Recently, I’ve been thinking a lot about what a wedding is truly all about. Sure, you have the food, the dancing, the favors, the glitz and glam, but have you ever stopped to ask yourself why you are getting married in the first place?

At its core, a wedding is supposed to be a celebration of love. It brings together two families, two sets of friends, two different groups of coworkers, who couldn’t wait to rejoice in your honor. But for some reason,  many brides tend to overlook this aspect and focus more on the tiny details—details that no one else in attendance will most likely even notice.

Don’t get me wrong—every bride and groom should have a list of items that is most important to them. Whether it be the linen, the centerpieces, the food or the entertainment, there are usually 1-2 large components that, after evaluating the wedding day, seem to mean the most. However, your wedding planning should not feel like an arduous task.

While in a meeting with one of my brides last week, she began to tell me a little bit about her best friend’s wedding that is coming up shortly. When discussing the bride’s planning experience, she said: “She told me that she just can’t wait for the honeymoon. She just wants the wedding to be over at this point.”

WHAT?! The wedding is supposed to be the height of the experience! If you find yourself lost in a sea of details with only dreams of post-wedding peace pulling you through, there are several items that you need to reevaluate:

1) Are all of the small details that you are incorporating necessary? Are they worth the stress that you are putting on yourself to make them a reality? What items are a must for you and your fiancé? If you can live without the customized mason jars on the bar, nix them. You’ll thank yourself in the end for saving both time and money on something that wasn’t that important to you in the first place.

2) Who is taking care of your day-of setup? If your venue does not come with a coordinator, hire a day-of planner. They are professionals with a heightened sense of task/time management. After a few meetings and phone calls, your day-of setup will be in phenomenal hands, removing more weight off of your shoulders.

3) Are there other obligations currently taking up time that you would otherwise use to plan? A lot of my couples are in the process of buying a house or earning a degree. If other tasks require that sacred free time, hire a wedding planner. Just as you would hire a DJ to handle your music and a florist to handle your centerpieces, a planner will be able to execute your vision to a T. Invitations, favors, escort cards, DIY projects and more can be taken care of by the capable skill-set of a professional planner.

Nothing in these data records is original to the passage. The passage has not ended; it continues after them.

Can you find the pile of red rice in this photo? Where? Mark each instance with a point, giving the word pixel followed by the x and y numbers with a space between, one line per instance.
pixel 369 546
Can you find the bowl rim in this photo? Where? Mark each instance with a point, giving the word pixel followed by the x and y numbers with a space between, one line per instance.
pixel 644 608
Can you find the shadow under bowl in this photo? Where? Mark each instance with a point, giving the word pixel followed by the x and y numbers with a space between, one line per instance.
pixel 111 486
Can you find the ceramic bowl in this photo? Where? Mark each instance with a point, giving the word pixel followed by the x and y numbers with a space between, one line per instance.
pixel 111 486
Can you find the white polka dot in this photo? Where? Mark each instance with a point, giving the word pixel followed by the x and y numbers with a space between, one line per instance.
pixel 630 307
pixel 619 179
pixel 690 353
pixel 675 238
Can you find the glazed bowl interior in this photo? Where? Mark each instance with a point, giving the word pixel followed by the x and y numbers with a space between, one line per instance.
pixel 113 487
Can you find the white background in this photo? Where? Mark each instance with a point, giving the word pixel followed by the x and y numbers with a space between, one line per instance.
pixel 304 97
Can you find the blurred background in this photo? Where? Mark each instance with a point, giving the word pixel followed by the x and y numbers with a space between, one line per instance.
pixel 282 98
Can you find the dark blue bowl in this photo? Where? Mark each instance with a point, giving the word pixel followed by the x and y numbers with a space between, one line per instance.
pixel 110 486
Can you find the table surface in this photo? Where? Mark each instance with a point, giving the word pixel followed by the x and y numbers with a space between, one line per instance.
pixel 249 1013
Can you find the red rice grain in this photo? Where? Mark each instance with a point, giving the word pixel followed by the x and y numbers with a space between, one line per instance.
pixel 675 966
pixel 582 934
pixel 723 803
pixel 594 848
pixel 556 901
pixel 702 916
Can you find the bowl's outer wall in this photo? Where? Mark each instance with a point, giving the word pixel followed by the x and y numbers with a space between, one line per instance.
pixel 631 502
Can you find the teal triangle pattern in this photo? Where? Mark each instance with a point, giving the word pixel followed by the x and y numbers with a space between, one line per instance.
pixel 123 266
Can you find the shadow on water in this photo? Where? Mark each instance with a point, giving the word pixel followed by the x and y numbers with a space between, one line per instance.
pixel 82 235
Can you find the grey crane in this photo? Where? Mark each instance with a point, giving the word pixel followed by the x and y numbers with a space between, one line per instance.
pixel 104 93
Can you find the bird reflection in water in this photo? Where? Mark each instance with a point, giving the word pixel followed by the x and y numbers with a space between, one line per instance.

4) Finally, step away from the Pinterest Board. Remember, while a lot of the ideas on Pinterest are gorgeous and entirely doable, there are also a lot of photos that are staged (created for photo shoots). If all of the ideas swirling around you seem overwhelming, take a step back. You may need an uninfluenced moment to think of something more original, achievable, and most of all, worth your time and energy.

So for all of my brides-to-be, please remember what your wedding day is all about and try to have some fun along the way! If you find yourself dreading the process or anxiously awaiting for the wedding to pass you by, your process needs to be tweaked. Here’s to your excitement only growing as the big day gets closer and closer.


5 Wedding Trends You Can Safely Skip (With No Regrets)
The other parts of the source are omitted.